Many correct responses to this puzzle, but the I was happiest to see was Danny from Washington DC, an 8th grader – well done Danny. Other people who sent the right answer included Suman Saraf, Vivek Rai and Pratik Poddar. Thank you all!

The answer is that both Jack and Will will have the same number of coins at the end of the game. The reason is that they pass on the same number of coins to each other in every turn. Here is how this works (copying the answer from Pratik as well as Danny):

(J,W) = (2015!, 2015!) –> (2015!/2, 3/2*2015!) –> (2015!, 2015!) –> (2015!3*/4, 5/4*2015!) –> (2015!, 2015!) and so on

In other words, say Jack and Will have X amount of gold.  Jack gives Will X/n amount of gold, so Will ends up with X +X/n  OR (n+1)X/n amount of gold. Now Will gives Jack the amount he has divided by (n+1)  back , which equals X/n. 

Note that if instead of 2015, we had an even number, the answer would not be same!

Hope you all enjoyed the puzzle!

Apologies for a long period of silence, I was traveling on work and then on vacation outside India and in the process just did not have the time to respond to messages and also add any posts. Normal service resumes though!

I only got three correct answers for this puzzle – two of them being 9 year olds and third one 11 year old, I presume it was too simple for most people. Congratulations to Mahi Saraf, Arushi Goyal and Aneyaa Dube!.

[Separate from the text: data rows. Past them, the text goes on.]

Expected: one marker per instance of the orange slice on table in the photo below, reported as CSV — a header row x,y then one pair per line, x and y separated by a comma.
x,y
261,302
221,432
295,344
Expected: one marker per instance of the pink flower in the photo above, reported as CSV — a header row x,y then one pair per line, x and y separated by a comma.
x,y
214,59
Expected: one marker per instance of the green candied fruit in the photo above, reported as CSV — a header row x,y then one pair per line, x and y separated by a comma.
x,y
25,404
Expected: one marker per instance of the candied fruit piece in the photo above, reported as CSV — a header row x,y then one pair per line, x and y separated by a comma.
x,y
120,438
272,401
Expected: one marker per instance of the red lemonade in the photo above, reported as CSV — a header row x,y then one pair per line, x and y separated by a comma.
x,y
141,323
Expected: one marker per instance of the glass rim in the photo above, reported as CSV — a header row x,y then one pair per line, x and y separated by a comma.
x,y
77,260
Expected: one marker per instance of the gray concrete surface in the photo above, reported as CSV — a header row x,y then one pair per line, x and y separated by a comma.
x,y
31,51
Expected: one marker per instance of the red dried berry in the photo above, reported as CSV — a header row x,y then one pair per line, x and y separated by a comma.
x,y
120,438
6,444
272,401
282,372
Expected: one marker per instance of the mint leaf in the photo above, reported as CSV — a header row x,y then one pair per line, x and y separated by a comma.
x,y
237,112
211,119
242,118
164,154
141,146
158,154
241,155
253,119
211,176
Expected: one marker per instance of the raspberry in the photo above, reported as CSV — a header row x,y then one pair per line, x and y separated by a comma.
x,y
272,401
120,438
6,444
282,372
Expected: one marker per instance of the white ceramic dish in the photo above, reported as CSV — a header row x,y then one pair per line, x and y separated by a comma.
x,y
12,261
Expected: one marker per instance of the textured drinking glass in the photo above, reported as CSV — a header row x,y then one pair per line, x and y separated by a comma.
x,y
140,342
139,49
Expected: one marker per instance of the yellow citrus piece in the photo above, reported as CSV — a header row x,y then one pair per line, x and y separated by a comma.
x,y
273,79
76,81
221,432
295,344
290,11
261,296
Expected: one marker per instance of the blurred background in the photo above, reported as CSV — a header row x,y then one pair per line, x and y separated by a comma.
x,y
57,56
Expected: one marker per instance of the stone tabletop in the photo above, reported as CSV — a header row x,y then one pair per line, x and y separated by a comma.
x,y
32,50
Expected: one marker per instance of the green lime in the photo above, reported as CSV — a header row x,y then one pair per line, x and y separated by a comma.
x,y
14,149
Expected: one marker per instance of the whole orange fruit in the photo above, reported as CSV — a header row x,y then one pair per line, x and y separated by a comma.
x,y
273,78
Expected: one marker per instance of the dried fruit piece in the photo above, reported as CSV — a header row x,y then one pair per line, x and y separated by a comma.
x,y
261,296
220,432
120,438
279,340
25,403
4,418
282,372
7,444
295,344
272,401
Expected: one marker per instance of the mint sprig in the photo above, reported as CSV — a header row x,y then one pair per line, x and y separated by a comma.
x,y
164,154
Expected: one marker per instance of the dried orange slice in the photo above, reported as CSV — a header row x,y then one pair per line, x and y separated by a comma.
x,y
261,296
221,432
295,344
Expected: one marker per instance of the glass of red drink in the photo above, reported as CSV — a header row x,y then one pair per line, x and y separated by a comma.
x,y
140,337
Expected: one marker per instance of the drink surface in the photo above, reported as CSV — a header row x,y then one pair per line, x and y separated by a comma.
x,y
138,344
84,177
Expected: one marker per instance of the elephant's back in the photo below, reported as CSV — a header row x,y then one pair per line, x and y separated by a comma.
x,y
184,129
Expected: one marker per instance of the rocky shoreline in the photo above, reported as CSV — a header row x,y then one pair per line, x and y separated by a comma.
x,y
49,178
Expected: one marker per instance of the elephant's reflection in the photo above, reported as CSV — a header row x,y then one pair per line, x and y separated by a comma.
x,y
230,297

In the interest of time, I will keep the explanation short for this answer, though it is important to note that this method is often used for many similar magic grid puzzles. Here is an explanation, and I am also attaching the full solution from Mahi Saraf as well:

• If we add all the numbers, they sum to 36, where as if we add all the 4 lines (each of which add up to 12), they add to 48. That leads to the conclusion that the center 4 boxes add up to 12
• Center 4 boxes, therefore, can be 1,2,3,6 or 1,2,4,5
• Recognize that 8 needs to be in outer boxes – whichever line connects to it, needs to have the other two boxes add up to 4 (12 – 8). If the center boxes had 1,2,4,5, we cannot get any combination of two boxes that add up to 4. Therefore, the center boxes will have 1,2,3,6
• We also now know that 1 and 3 need to be adjacent to each other
• We also know that 1 and 2 cannot be adjacent to each other as that line will need a “9” to add up to 12 then, therefore, 1 and 2 need to be opposite to each other and 6 and 3 will be adjacent to each other
• You can now form the full picture

Puzzle 143 Solution

Mahi Saraf Solution Part 1

Mahi Saraf Solution Part 2

Hope you all enjoyed the puzzle!